Onlife, ve la ricordate? Il virtuale che avrebbe preso il posto del reale, e, più radicalmente, la differenza ontologica tra onlife e offlife, la vita online e quella che online non è. Ma, lo abbiamo appena visto, il nutrimento della onlife è per l’appunto la offlife, che a sua volta trae intenzioni, motivazioni e bisogni dalla onlife. Il modo più corretto con cui oggi potremmo tradurre Onlife non è tanto la vita laggiù o lassù, sulla nuvola, quanto piuttosto: On Life, staccato, Über das Leben, Sulla vita, De vita, Perì tou biou.  E la vita è movimento non meno che pensiero. Anche questo deve essere ricordato – e ce lo ricorda questa crisi – si è portati a dare delle versioni facili e futili dell’umanità come immersa in un Walhalla di nome Web. Certo che c’è la nuvola, ma alla fine di tutta questa nuvola ci sono delle mani che toccano una tastiera.

 

Alone together

“Let’s be alone together” non è solo un bellissimo verso di Waiting for the Miracle di Leonard Cohen, ma anche un pernicioso luogo comune che ci ha perseguitati in questi ultimi anni – il fatto che la socialità fosse finita, volata via nella nuvola, negli schermi, lontano. Se così fosse, la quarantena non ci cambierebbe nulla. La quarantena, con le restrizioni di movimento e di contatto che ci impone, dimostra che tutte quelle discussioni erano vuote, false e nel migliore dei casi concettualmente inadeguate.

 

Surveillance Capitalism

Il Panopticon è una immagine potente inventata da un grande filosofo, Bentham, e rilanciata da un altro grande filosofo, Foucault. Entrambi partivano dall’assunto che ci sia un reale interesse di un sorvegliante nel sorvegliare una o più persone.

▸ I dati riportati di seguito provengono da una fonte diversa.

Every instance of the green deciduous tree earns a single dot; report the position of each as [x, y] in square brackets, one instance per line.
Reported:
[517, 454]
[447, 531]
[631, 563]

Nel caso di Bentham, che aveva inventato una prigione modello, l’interesse era ovvio. Nel caso di Foucault, che pensava a uno stato assoluto di stampo francese, poteva ancora andare. Ma nella turba dei loro seguaci che applicano la metafora a un Capitale (come se fosse un soggetto riconoscibile e dotato di intenzioni) l’idea dimostra solo vanità (ci crediamo dannatamente interessanti) e superficialità (non c’è nulla di comune fra uno stato verticistico di tipo francese e il rizomaticissimo capitale). Quello che è più grave è che l’idea, oltre che sciocca, è pericolosa, perché impedisce di adoperare le enormi possibilità di tracciamento permesse dal Web per sconfiggere il virus.

panopticon

Ecocolonialism

I più alla buona si limitano a sostenere che viviamo nell’antropocene, ossia nel mondo modellato interamente dagli umani; i più sofisticati pretendono invece che a modellare tutto questo è il Kapitale che ha colonizzato il mondo. Dare la colpa di quello che avviene a Proserpina sarebbe più poetico ma ugualmente falso. Lasciate da parte le mitologie e gli animismi, veniamo alle solide preoccupazioni di chi teme per l’ambiente, cioè per noi stessi. Il resto del mondo sopravvivrà alla grande, ed è difficile non cogliere l’attitudine superstiziosa di chi oggi dice “è la natura che si vendica”. Di che? Perché? E poi: siamo ancora ai fulmini di Zeus e alle piaghe d’Egitto?

 

Stato di emergenza con pretesti securitari

Siamo poi così sicuri di essere tanto interessanti? Consideriamo un diritto imprescindibile quello di nascondere i nostri contatti alla sanità? Pensiamo che la stretta securitaria, una volta applicata, imboccherà una strada di non ritorno? Sebbene la storia sia anche il racconto di un numero incalcolabile di azioni stupide, non saremo tanto stupidi da rinunciare al Parlamento solo perché in questi tempi delle fondatissime ragioni sanitarie ne sconsigliano l’attività in presenza – benché, non dimentichiamolo, in Italia ci sia stato qualcuno di tanto irriflessivo da suggerire, ben prima che il virus entrasse nelle nostre vite, che il Parlamento potrebbe essere sostituito da una piattaforma e qualcun altro che gli è venuto dietro proponendo la riduzione del numero dei parlamentari.